Nouspique is an investigation into the power words and images hold over our lives. What that means is, itself, the subject of an ongoing investigation. Nouspique, then, is a meta-investigation. It is a space to work things out.
Working Things Out
Let me share a childhood memory—words and images. Aching to pee, I barged into the bathroom and found my grandfather in the throes of a difficult bowel movement. He looked up from his effort and, maybe noting the astonishment on my face, smiled.

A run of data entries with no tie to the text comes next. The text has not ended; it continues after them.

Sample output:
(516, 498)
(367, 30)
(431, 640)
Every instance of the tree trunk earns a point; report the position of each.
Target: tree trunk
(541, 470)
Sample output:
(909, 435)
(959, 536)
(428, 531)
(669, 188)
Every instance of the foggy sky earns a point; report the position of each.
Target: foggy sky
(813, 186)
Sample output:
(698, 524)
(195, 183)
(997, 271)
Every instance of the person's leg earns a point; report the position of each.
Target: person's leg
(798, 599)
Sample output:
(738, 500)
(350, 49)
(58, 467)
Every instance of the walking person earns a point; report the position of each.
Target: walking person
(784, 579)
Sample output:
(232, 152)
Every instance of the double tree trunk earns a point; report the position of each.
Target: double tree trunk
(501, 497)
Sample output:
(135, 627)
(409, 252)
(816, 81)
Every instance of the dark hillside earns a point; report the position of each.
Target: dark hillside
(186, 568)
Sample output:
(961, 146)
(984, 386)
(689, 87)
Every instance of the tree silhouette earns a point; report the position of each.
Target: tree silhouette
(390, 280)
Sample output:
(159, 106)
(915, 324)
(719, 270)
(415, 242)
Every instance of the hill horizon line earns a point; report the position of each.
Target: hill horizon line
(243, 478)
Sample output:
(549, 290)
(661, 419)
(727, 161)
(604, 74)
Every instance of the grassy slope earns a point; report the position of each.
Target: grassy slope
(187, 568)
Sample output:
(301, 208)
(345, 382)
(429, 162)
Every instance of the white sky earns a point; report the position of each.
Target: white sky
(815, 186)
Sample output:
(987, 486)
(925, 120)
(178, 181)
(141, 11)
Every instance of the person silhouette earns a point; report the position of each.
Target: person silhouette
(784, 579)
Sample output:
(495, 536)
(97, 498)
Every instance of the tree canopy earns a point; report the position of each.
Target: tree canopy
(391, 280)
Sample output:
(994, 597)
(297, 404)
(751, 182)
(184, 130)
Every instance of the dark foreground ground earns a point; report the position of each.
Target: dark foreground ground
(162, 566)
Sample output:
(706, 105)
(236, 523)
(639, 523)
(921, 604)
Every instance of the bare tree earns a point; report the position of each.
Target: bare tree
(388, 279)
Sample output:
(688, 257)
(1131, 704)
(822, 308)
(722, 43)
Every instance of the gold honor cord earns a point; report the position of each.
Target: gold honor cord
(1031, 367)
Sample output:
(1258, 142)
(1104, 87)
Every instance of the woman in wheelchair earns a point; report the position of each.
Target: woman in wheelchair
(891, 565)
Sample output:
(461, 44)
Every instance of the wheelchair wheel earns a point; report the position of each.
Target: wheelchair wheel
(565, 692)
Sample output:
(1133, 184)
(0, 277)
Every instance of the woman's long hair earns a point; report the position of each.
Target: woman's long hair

My astonishment was compounded by the fact that my grandfather was a theologian who had a study lined with books in Latin, Koine Greek, and Hebrew, and whose strict moral bearing announced itself through his physique which was gaunt and severe. To my childhood self, it was inconceivable that such a man would need to shit. Working things out. It is an image that lingers, and I remember it against a backdrop of floating letters, iotas and upsilons, alephs and gimels. It is my hope that visitors to this site, behaving as I did when I was a child, will barge in on me in the act of working things out, and (sometimes, I hope) will respond with astonishment, not the blunt astonishment of disgust, but the more sociable astonishment of feeling one’s complacency unseated.
In Principio
In its earliest days (2004), Nouspique climbed out of the slimy blog and evolved until, assuming a hairy apelike form, it declared itself an investigation into the power of words. This was a natural evolution given my formal education, degrees in each of English literature, Law, and Theology. From its own point of departure, each of these disciplines had equipped me with interpretive strategies when approaching text. For ten years, I proceeded to work things out in this manner. I have assembled some of my investigations in a convenient ebook which you are free to download here. After ten years, I began to wonder about the power of images and let Nouspique’s wordy concerns slide.
Photomania
The shift to images was not strange for me. I have been making images as long as I have been making words. When I was five, my father gave me a Kodak Instamatic, a few rolls of film, and my first advice: Son, don’t put your finger in front of the lens. This was soon followed by more advice about framing, keeping a straight horizon line, and using my feet as my zoom. But these subsequent investigations persuade me that photography is not a discrete category. Like a poem, or a Supreme Court decision, or a parable, a photograph can be understood as both a thing unto itself subject to interpretation, and as an interpretation of a wider text, the world at large. As such, it has at its disposal the same interpretive tools which are available to its wordier correlates. One need only read Roland Barthes, Susan Sontag, or Geoff Dyer to know that this is so.
Synaesthesia
I experience what is known as Ordinal Linguistic Personification, an inconsequential manifestation of synaesthesia. I perceive ordered sequences of numbers and letters as gendered and with distinctive personalities. In a similar vein, I have synaesthetic-ish experiences whenever I have a migraine headache. Like most sufferers with classic migraine symptoms, I experience fortification hallucinations. The curious thing about these visual hallucinations is that they respond to sound. They shimmer when people speak to me; they explode when someone slams a door. Personal experience teaches me that the distinctive categories we create in the direction of our interpretive practice are arbitrary. They arise from the accidental features of human cognition that persuade us our five senses function independently of one another. Why limit ourselves in this way? Posing that question to myself, I add images to my wordy investigations and resurrect Nouspique as a space to throw discrete sensory experiences into collision with one another.